Requires-Dist: pydocstyle>=6.3.0; extra == "dev"

# TrueSeal

TrueSeal is a Python CLI for sealing source code and sensitive secrets into an authenticated vault, with MFA, device binding, revocation, and Git hook automation.

## Why TrueSeal

TrueSeal is built for teams that want more than file encryption.

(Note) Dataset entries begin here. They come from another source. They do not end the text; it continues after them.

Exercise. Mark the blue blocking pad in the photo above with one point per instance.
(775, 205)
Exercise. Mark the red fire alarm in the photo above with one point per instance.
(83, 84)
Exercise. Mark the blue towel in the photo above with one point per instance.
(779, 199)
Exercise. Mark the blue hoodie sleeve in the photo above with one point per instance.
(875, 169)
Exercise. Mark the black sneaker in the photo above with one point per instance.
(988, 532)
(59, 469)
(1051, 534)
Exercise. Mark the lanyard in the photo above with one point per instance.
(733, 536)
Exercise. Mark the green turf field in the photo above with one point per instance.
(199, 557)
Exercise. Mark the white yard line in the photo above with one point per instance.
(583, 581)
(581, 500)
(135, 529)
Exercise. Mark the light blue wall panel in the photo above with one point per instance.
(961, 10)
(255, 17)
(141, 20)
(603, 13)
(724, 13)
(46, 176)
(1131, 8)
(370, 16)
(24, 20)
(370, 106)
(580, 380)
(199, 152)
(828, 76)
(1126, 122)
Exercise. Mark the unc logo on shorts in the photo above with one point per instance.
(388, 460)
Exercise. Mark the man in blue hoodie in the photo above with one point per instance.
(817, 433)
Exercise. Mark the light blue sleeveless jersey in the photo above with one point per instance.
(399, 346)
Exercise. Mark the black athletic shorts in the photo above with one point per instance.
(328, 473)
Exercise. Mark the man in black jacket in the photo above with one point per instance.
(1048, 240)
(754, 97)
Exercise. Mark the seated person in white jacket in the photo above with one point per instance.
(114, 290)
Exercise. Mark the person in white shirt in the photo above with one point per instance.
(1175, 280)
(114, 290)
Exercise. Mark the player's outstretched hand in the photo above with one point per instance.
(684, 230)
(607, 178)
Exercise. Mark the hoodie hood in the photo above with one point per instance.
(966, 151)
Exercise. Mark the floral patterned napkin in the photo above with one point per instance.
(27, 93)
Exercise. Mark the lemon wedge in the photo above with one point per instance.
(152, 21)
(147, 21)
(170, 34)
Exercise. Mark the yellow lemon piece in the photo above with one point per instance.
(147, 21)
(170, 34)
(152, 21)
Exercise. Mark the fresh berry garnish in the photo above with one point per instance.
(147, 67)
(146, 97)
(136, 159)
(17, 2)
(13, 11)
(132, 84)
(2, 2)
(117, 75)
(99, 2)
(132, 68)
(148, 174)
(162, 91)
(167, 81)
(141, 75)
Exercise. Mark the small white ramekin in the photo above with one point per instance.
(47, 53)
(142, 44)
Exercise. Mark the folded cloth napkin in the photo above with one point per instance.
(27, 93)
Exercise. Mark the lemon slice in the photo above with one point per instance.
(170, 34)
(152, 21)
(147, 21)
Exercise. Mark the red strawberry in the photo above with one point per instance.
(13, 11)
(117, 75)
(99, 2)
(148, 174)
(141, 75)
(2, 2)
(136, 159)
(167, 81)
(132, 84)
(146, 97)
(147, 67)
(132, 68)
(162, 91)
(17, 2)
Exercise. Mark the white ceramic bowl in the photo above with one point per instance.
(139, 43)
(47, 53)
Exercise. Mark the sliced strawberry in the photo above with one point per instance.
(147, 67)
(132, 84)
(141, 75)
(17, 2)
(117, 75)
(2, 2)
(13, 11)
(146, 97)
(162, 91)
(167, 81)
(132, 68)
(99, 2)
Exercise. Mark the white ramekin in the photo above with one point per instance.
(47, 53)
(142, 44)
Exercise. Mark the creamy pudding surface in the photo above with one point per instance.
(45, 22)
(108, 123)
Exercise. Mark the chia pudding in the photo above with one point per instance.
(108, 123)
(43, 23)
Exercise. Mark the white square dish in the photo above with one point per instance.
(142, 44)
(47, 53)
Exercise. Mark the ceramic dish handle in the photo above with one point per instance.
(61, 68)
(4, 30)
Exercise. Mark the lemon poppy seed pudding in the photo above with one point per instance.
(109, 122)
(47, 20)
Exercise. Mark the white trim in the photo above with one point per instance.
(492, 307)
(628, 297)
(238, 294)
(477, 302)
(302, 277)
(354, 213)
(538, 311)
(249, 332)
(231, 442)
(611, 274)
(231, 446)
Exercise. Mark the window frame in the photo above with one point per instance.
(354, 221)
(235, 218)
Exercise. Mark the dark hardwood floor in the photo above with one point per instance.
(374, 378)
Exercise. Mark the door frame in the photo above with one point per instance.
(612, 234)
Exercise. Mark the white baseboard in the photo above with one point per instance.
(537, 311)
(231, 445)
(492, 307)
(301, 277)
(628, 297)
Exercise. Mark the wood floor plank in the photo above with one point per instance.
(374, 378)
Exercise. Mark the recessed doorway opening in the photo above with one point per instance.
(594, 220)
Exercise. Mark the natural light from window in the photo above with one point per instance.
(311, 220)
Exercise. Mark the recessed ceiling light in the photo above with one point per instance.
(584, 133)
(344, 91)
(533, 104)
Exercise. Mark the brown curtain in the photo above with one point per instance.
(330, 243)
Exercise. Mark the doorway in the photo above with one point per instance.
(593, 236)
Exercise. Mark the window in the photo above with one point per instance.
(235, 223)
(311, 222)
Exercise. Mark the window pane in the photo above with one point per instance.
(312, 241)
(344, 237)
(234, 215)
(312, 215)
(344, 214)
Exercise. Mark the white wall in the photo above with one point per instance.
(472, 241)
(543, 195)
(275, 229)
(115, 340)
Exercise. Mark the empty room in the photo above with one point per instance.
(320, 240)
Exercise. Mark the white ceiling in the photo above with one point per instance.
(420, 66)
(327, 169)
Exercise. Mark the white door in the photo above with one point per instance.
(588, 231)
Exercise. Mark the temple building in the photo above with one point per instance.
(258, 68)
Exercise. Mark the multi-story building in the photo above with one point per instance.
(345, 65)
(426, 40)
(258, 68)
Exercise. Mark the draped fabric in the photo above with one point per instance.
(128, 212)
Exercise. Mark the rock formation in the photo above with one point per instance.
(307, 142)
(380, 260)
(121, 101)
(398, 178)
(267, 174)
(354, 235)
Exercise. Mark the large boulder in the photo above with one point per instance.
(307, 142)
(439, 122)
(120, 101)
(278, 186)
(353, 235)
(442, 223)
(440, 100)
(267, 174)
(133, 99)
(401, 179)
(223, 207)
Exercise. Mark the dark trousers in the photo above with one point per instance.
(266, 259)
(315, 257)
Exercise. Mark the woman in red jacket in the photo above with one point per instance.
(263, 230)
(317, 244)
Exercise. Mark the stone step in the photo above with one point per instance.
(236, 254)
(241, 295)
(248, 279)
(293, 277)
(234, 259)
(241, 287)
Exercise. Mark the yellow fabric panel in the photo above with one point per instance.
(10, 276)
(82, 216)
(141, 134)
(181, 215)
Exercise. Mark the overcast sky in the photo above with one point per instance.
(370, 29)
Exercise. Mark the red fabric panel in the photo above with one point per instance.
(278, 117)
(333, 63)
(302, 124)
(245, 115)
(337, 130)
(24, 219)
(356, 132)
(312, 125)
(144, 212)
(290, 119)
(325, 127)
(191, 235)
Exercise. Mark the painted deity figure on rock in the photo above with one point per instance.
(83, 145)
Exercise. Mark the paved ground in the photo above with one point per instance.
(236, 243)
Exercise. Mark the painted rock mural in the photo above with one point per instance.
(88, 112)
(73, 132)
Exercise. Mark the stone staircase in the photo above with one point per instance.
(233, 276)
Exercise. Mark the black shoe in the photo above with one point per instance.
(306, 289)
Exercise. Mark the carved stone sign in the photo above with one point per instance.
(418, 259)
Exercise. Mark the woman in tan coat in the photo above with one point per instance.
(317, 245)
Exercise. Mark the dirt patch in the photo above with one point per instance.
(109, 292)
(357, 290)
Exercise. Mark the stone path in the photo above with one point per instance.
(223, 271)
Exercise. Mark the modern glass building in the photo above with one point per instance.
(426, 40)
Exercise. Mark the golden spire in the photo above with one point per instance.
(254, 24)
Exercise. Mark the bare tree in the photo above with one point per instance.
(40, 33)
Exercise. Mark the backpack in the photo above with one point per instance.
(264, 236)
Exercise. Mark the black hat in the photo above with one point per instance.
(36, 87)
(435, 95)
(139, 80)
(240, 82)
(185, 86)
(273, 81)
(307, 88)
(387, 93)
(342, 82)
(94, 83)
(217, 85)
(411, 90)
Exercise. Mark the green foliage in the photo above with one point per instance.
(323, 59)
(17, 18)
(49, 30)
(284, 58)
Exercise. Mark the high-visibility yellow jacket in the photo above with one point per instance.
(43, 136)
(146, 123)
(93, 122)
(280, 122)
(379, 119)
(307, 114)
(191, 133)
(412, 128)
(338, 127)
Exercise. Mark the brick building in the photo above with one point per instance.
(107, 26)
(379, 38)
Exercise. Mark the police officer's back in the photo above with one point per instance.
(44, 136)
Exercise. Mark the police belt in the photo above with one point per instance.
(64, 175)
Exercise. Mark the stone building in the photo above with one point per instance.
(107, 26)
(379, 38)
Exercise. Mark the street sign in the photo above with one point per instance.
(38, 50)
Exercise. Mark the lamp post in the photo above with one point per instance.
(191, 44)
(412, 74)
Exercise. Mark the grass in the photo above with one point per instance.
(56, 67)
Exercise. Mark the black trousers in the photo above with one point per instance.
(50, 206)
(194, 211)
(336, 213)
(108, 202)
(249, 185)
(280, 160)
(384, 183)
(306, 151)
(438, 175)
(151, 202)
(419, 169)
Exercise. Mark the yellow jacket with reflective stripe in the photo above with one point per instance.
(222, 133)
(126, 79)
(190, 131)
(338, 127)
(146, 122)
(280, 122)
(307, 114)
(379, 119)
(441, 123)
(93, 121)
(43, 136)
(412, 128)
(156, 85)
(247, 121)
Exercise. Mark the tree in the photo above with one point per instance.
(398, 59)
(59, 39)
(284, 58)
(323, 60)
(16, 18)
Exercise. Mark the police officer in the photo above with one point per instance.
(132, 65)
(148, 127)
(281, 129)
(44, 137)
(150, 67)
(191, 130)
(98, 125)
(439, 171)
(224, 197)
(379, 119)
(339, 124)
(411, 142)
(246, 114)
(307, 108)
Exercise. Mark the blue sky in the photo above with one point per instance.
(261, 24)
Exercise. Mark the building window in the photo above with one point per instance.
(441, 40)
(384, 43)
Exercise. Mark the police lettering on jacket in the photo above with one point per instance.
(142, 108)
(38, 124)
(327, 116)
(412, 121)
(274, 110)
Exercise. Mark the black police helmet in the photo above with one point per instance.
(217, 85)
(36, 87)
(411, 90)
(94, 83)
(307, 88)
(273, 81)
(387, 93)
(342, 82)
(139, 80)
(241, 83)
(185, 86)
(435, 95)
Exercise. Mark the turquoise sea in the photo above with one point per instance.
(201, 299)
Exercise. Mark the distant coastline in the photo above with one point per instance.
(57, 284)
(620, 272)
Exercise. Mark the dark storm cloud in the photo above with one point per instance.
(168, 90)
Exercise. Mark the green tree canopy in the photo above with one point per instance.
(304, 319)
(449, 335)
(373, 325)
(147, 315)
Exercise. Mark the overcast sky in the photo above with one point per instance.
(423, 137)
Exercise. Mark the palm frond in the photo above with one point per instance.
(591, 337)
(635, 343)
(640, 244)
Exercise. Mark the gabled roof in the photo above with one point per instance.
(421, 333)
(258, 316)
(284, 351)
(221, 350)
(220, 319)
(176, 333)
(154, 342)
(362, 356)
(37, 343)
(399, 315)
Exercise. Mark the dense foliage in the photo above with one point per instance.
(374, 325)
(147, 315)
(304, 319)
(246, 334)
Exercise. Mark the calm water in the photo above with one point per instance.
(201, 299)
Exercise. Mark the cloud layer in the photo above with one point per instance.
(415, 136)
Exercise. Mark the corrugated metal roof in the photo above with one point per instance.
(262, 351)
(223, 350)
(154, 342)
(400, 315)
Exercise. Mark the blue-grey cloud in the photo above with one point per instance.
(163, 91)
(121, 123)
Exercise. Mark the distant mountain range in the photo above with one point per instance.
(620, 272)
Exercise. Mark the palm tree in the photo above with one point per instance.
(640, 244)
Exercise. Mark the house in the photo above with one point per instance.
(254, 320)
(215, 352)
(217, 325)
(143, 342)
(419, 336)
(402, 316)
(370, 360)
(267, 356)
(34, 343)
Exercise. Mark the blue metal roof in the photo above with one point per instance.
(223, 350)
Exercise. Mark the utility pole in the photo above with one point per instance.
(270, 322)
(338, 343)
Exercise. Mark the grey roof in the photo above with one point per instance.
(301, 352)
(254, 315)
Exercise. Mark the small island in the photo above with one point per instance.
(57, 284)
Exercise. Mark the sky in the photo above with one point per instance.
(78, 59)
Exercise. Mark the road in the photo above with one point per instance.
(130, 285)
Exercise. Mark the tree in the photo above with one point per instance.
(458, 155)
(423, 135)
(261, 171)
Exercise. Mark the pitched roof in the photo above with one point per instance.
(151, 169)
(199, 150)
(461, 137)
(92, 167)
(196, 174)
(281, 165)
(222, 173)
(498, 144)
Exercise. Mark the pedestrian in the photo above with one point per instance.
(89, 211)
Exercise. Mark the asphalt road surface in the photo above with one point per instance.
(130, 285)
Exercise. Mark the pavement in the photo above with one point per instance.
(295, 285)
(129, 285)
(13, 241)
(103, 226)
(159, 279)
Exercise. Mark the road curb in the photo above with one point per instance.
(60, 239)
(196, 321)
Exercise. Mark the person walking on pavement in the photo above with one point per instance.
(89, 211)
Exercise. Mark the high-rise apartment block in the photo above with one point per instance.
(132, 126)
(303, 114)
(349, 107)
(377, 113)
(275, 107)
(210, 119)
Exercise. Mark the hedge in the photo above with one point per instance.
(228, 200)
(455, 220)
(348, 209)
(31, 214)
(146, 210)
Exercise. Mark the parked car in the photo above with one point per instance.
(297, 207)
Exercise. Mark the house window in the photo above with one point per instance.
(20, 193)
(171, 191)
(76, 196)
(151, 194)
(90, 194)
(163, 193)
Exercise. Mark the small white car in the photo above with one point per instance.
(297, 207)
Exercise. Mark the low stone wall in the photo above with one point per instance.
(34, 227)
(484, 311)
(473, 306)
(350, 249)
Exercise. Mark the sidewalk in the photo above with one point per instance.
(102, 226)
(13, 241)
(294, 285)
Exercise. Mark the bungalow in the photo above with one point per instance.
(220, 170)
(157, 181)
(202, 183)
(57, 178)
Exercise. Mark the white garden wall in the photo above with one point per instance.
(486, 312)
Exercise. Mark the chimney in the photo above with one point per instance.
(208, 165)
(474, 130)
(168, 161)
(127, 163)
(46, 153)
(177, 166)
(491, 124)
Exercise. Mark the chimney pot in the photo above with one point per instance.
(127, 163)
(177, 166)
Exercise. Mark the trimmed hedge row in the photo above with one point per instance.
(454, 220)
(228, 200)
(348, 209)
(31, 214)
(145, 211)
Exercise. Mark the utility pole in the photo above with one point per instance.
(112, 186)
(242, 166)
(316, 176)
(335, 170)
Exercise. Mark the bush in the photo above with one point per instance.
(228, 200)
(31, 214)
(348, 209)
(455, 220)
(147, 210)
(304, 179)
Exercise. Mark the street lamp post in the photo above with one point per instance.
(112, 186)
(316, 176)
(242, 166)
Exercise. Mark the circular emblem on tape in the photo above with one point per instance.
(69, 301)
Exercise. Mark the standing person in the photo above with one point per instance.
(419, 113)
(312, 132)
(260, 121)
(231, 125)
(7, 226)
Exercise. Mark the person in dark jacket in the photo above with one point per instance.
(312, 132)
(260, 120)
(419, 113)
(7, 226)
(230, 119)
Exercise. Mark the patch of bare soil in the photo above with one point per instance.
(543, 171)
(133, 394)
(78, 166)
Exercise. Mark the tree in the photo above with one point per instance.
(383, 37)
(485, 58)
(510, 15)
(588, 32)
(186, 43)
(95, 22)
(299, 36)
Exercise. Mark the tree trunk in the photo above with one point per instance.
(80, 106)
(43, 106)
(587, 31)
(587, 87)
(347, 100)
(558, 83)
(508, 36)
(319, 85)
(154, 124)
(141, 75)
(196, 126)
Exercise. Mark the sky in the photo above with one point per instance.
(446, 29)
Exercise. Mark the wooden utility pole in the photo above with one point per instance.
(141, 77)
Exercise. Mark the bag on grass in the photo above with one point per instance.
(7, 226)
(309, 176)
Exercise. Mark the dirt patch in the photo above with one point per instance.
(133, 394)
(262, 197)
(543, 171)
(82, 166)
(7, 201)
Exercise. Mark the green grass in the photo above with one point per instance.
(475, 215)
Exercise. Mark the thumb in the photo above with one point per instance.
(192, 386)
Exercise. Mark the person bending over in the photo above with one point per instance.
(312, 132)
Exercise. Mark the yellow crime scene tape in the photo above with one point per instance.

It gives you a controlled vault workflow for source code, keys, and operational secrets while keeping integrity checks, policy enforcement, and local revocation in the loop.

## Highlights

- Authenticated vault sealing and opening
- AES-256-GCM and ChaCha20-Poly1305 support
- Shamir Secret Sharing for distributed key handling
- MFA-backed key access through `.mfa` files
- Device-bound keys and local revocation checks
- Duress and decoy workflows
- Steganographic hiding with `cloak`
- Git hook automation for protected repositories
- CI/CD-ready package and release workflow

## Installation

### From source

```powershell
git clone https://github.com/8w6s/trueseal.git
cd trueseal
python -m pip install .
```

### From PyPI

```powershell
pip install trueseal
```

## Quick Start

### 1) Generate a key

```powershell
trueseal keygen --out generated.tskey
```

### 2) Seal a project

```powershell
trueseal seal . --key generated.tskey --out project.vault
```

### 3) Open the vault

```powershell
trueseal open project.vault --key generated.tskey --out recovered
```

### 4) Verify integrity

```powershell
trueseal verify project.vault --key generated.tskey
```

> Run `trueseal <command> --help` for the exact flags supported by each command.

## Command Reference

| Command | Purpose |
| --- | --- |
| `keygen` | Generate a new TrueSeal key file |
| `seal` | Seal files or a project into a vault |
| `open` | Open a sealed vault back into files |
| `verify` | Verify vault integrity without extracting |
| `shard` | Split or restore keys with Shamir Secret Sharing |
| `mfa` | Configure or verify MFA for a key |
| `revoke` | Add a key to the local revocation list |
| `cloak` | Hide or extract a vault inside an image |
| `git` | Install or manage Git hook integration |
| `env` | Manage environment setup and path bootstrap |
| `pipeline` | Generate CI/CD pipeline helpers |
| `duress` | Handle decoy or duress workflows |
| `inspect` | Inspect vault or key metadata |
| `merge` | Merge shard or vault artifacts |
| `demo` | Run a demo of the CLI UX |
| `version` | Print the current TrueSeal version |

## CI / CD

TrueSeal includes two core workflows in `.github/workflows/`:

- `ci.yml`
  - Python matrix validation on `3.10` through `3.14`
  - release version consistency check
  - `compileall` pass
  - full test suite
  - Windows CLI smoke test
  - package build and `twine check`

- `Release Validation` (`release.yml`)
  - pre-release validation
  - build `sdist` and `wheel`
  - collect artifacts for review

- `PyPI Publish` (`workflow.yml`)
  - manual publish step
  - target selection for TestPyPI or PyPI
  - trusted publishing via OIDC

## Security Notes

- Keep `.tskey`, `.vault`, `.tshard`, and `.mfa` files out of version control.
- Revocation is enforced at use-time, not just as metadata.
- Expired keys can still be inspected, but they cannot be used.
- Use `verify` before opening untrusted vaults.
- Treat Git hook automation as a protection layer, not a trust boundary.

## Project Structure

```text
trueseal/
├── commands/   # CLI command implementations
├── crypto/     # Key generation, ciphers, MFA, sharing, zeroization
├── ui/         # CLI styling, prompts, REPL helpers
├── utils/      # Logger and helper utilities
└── vault/      # Seal/open, policy, manifest, and steganography logic
```

## Development Workflow

```powershell
python scripts/check_release_state.py
pytest -q tests
python -m compileall trueseal
```

## Contributing

1. Create a virtual environment.
2. Run the full test suite before opening a pull request.
3. Keep changes focused, documented, and aligned with the existing CLI contract.

## Versioning

Keep `pyproject.toml` and `trueseal/__init__.py::__version__` in sync. The release check is enforced by `scripts/check_release_state.py`.